Overall, PCCM is rare. However, it is possible that the true incidence of PCCM with resultant biliary complications is underestimated. First, clip migrations may go unnoticed as spontaneous clip passages had been reported. Seven of the reported cases had spontaneous clips/stones migrations either after failed ERCP extractions or after LC.20,29,33,36,38,63,69 All had ES done during ERCP. Therefore, the routine use of precholecystectomy ERCP with ES may be an important factor. Second, it is possible that additional publications especially in the non-indexed, non-English journals might have been missed. Finally, cases of PCCM might have gone unreported or have been included as part of other type of publications.40 However, the overall number of missed cases is likely to be small.

In conclusion, although rare, PCCM with biliary complications need to be considered in the differential diagnosis for patients presenting with typical symptoms even many years after cholecystectomies.

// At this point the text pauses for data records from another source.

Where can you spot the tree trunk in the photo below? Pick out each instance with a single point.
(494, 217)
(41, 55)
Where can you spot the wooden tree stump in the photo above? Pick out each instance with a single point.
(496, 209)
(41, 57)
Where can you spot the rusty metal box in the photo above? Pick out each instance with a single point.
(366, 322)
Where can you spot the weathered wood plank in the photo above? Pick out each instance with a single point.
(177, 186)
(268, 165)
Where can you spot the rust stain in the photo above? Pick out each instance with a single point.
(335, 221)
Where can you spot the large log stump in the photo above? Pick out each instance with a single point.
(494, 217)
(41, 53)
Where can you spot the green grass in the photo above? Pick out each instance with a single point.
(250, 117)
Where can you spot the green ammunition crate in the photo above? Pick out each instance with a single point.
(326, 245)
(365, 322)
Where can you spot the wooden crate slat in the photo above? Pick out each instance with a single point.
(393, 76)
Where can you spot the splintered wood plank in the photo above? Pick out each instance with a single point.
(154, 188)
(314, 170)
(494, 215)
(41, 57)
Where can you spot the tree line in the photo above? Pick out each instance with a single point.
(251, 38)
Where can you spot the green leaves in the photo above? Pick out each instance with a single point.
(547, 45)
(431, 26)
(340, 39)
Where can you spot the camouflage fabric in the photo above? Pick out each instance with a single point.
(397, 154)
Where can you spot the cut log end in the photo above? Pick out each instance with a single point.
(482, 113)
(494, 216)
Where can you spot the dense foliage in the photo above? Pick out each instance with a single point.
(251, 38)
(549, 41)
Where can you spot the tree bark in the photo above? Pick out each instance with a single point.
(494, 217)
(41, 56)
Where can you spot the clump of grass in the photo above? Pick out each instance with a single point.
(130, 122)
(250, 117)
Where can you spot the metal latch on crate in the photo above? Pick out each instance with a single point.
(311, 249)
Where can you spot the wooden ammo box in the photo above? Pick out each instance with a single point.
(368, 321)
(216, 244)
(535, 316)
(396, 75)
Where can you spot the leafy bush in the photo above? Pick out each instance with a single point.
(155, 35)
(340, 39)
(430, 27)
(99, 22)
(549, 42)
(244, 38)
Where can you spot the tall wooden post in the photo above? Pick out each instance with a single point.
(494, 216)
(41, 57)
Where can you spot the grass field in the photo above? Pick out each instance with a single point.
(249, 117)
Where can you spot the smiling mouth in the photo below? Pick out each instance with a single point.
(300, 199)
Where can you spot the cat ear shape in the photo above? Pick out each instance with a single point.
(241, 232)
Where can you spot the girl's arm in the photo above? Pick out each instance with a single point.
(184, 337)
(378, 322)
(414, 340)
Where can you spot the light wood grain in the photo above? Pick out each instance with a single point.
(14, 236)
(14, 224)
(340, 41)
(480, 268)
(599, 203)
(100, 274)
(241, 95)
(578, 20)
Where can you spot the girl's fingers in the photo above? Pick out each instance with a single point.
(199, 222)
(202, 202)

The clinical manifestations are similar to that of primary or secondary non-iatrogenic choledocholithiasis and ERCP is currently the treatment of choice. The recent number of reported cases of PCCM with biliary complications has shown a declining trend, probably as a result of better training programs. However, it will be interesting to see if the there will be any increase in the complications rates of cholecystectomies, including PCCM, as newer techniques are being introduced for the management of symptomatic gallstones disease.